# NVIDIA GeForce 8600 Ultra, 8600 GT, 8300 GT and 8300 GS leaked



## zekrahminator (Jan 15, 2007)

Nordic Hardware has posted some very detailed lists of hardware details regarding what will be entry-level and midrange DX10 cards from the green camp (NVIDIA). 
The 8600 Ultra card will come with 64 Shaders, clocked at 500MHz. It will also have up to 512MB of 256 bit memory clocked at 1400MHz DDR. It is expected to retail for around $179. 
The 8600 GT will come with 48 shaders, clocked at 350MHz. It will have up to 256MB of 256-bit memory, clocked at 1200MHz DDR. It should retail for $129. 
The 8300 GT will have 32 shaders at 500MHz, along with no more than 256MB of 128-bit memory clocked at 1200MHz DDR. It is expected to cost around $99. 
The 8300 GS will "only" have 24 shaders, clocked around 500MHz. It will have up to 256MB of 128 bit memory, clocked at 1000MHz DDR. The card shouldn't cost much more than $79.




*View at TechPowerUp Main Site*


----------



## EviLZeD (Jan 15, 2007)

finally the 8600ultra looks good


----------



## TXcharger (Jan 15, 2007)

i hope they make some agp dx10 cards...im to poor to upgrade anytime soon lol


----------



## kakazza (Jan 15, 2007)

Looks very nice, and I as an AGP user hope that there will be NO AGP version. Die AGP, die!

People who want to upgrade in steps can always use the ASRock DUAL VSTA motherboard which supports AGP/PCIe DDR1/DDR2.


----------



## WarEagleAU (Jan 15, 2007)

For real, ya'll need to get off this die agp die crap, Im sick and tired of hearing it. AGP will probably be around for a good while longer, I mean, its not like they can kill it, and with peeps still keeping to it, they'd be crazy not to still support it in some form or fashion ::Rofl:: Anyways, to the topic at hand, these are nice cards and priced very well. Id like to see what DAaMit has up their sleeves when the R600 comes out and their lower priced cards. Kind of hard to match Nvidia on this if these prices are true.


----------



## EviLZeD (Jan 15, 2007)

i agree with wareagleau those prices are pretty nice and are going be hard to beat imo


----------



## Homeless (Jan 15, 2007)

amazing prices, I hope the benchmarks are amazing too


----------



## Track (Jan 15, 2007)

I made this picture for another Forum, enjoy.

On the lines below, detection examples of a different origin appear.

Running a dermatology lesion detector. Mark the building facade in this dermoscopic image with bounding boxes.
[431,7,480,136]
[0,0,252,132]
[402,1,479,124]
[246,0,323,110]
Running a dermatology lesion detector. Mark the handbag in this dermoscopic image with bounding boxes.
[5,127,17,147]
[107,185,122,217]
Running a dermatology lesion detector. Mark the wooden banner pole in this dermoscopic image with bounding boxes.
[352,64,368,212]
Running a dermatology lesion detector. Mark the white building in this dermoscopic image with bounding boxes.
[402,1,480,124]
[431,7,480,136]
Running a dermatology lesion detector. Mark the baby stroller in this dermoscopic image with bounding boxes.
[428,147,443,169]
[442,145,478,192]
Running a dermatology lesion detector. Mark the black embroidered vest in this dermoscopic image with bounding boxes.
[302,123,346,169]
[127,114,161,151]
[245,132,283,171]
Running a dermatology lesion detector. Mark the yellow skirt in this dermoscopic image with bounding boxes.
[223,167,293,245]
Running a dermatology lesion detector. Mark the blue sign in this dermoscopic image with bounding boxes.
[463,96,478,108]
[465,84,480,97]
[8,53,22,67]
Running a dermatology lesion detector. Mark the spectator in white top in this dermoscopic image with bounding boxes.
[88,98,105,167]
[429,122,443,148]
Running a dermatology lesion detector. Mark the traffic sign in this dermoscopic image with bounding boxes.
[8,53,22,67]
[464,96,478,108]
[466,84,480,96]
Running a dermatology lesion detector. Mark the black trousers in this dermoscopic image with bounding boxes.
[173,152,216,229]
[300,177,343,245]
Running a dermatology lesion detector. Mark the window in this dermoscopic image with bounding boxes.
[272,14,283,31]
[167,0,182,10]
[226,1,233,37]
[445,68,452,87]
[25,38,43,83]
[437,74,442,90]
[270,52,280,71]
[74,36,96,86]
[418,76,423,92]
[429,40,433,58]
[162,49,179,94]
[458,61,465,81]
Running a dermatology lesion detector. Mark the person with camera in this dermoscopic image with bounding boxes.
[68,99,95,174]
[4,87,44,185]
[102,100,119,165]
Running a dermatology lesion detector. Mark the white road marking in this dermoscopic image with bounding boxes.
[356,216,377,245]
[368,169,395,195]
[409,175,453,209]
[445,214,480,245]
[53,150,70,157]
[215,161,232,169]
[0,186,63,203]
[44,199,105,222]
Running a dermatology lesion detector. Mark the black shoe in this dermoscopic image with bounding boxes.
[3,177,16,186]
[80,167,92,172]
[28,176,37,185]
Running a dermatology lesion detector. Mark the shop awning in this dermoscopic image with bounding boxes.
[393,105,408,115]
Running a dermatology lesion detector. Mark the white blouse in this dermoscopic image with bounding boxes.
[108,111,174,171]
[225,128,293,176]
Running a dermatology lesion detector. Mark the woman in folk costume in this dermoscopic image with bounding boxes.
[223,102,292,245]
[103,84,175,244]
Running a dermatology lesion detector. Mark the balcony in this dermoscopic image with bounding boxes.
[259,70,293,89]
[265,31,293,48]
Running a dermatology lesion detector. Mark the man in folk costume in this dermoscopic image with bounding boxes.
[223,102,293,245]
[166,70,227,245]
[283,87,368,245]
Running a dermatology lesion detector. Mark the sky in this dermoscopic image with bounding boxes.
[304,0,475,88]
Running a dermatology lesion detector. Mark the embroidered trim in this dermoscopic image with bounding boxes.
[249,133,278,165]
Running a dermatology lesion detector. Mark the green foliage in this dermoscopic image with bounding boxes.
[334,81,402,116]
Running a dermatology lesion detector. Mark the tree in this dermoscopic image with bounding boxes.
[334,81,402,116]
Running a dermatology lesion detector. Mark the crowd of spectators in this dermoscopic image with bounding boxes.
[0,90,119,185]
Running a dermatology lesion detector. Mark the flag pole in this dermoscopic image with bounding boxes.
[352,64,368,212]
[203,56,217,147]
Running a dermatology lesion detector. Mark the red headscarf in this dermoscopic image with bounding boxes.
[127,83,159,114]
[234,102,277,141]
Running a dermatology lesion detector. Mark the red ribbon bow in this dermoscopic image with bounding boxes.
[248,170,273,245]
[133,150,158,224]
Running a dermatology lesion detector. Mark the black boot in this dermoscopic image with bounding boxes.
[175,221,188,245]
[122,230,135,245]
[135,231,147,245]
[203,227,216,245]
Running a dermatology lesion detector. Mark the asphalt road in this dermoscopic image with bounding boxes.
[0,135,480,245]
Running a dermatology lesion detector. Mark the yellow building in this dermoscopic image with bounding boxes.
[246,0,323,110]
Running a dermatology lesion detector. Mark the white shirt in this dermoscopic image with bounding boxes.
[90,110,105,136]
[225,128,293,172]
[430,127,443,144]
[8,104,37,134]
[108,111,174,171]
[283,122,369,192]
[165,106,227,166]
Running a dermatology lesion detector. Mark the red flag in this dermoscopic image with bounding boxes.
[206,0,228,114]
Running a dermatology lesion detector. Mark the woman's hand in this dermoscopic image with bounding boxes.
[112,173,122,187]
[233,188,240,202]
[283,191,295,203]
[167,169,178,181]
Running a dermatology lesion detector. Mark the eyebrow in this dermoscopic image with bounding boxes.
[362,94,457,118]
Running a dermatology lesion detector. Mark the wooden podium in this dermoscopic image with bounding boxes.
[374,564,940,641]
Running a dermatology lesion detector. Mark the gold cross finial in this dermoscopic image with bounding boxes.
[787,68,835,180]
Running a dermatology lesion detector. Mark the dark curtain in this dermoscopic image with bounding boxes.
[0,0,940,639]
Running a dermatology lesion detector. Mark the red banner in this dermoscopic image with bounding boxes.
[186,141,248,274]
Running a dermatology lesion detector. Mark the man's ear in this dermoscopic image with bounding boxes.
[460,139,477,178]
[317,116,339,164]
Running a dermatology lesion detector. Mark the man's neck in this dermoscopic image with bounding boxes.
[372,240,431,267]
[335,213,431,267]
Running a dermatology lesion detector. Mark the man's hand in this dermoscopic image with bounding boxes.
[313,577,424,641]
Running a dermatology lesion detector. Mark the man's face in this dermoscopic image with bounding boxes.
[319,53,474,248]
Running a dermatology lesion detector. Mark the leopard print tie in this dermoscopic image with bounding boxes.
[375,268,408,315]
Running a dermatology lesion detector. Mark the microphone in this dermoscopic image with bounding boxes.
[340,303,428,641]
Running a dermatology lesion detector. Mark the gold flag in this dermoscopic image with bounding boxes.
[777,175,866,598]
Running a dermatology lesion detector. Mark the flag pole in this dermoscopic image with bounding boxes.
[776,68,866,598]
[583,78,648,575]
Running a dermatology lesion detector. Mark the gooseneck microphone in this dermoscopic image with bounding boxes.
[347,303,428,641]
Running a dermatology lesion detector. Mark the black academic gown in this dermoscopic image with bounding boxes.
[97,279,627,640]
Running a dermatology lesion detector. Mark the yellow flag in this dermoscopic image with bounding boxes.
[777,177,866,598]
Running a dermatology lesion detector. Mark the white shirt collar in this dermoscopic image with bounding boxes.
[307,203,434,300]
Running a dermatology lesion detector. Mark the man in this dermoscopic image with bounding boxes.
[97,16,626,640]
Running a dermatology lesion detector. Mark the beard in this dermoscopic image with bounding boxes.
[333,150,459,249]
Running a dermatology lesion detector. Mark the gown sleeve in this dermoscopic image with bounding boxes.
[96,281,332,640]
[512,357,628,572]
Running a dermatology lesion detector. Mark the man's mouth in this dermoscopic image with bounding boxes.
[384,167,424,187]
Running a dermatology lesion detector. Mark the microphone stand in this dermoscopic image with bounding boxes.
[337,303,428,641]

Just note that these arent Vec4 shaders like we have on the X1900s or the 7900s, but actually scalar processors like we have on the 8800s. Scalars can only do one thing at a time, and Vec4 can do.. 4. However the clocks of the SPs are much higher (for some reason.... ?)


----------



## TXcharger (Jan 15, 2007)

why is the 8600gt core so low?


----------



## bruins004 (Jan 15, 2007)

I wonder when these are due out?


----------



## killatia (Jan 15, 2007)

they should be out in march i belive. im am looking foward to the 8600's but the 8300's dosen't seem like a bad card either, looks better than my geforce 7600 gs (atlease on paper).


----------



## InfDamarvel (Jan 15, 2007)

8600gt should be able to o/c to around 8600Ultra performance I'm guessing. This seems all nice, I think Im going to go for the 8600Ultra when I build my next rig. Hopefully that will be enough to play Crysis on pretty much max details and alil AA.


----------



## i_am_mustang_man (Jan 15, 2007)

what i want to know is sli perf 

2 ultras.... and maybe even in nforce 4 would be nice


----------



## pt (Jan 15, 2007)

i_am_mustang_man said:


> what i want to know is sli perf
> 
> 2 ultras.... and maybe even in nforce 4 would be nice



i'm looking for 2 gt's.@ultra for me


----------



## Judas (Jan 15, 2007)

Two 8600 Ultra s  do sound tasty


----------



## PVTCaboose1337 (Jan 15, 2007)

Yeah I agree...  two ultras...


----------



## Track (Jan 16, 2007)

PVTCaboose1337 said:


> Yeah I agree...  two ultras...



That would cost 350$. For that much u can get an 8800 GTS 640MB. Then later on another one. The whole point in SLi is buying one card now and another later.


----------



## Deleted member 3 (Jan 16, 2007)

These cards hopefully make 7900 prices drop a lot > another 7900 for me.


----------



## KennyT772 (Jan 16, 2007)

These cards look rather nice on paper. The 8600GT should be a good overclocker, but it depends on voltage controls and whether or not the card has dynamic voltage control. Only problem i see with the GT's is the fact that the memory bus is only 128bit.. I guess they realize that us enthusiests will overclock, and they had to create a true product difference.


----------



## wazzledoozle (Jan 16, 2007)

Im still waiting on DX10 performance. Nvidia's secrecy about it bothers me...


----------



## Track (Jan 16, 2007)

wazzledoozle said:


> Im still waiting on DX10 performance. Nvidia's secrecy about it bothers me...



They released the DX10 drivers, why not check it out?


----------



## wazzledoozle (Jan 17, 2007)

Track said:


> They released the DX10 drivers, why not check it out?



Nope. Go here-
http://www.nvidia.com/content/drivers/drivers.asp

And click 8800 drivers. You will notice there are none for Vista, there are a lot of people upset over it right now.

Edit: just saw the drivers were leaked. Still no DX10 games to test with, and thats what I really want to see. Crysis, anyone?


----------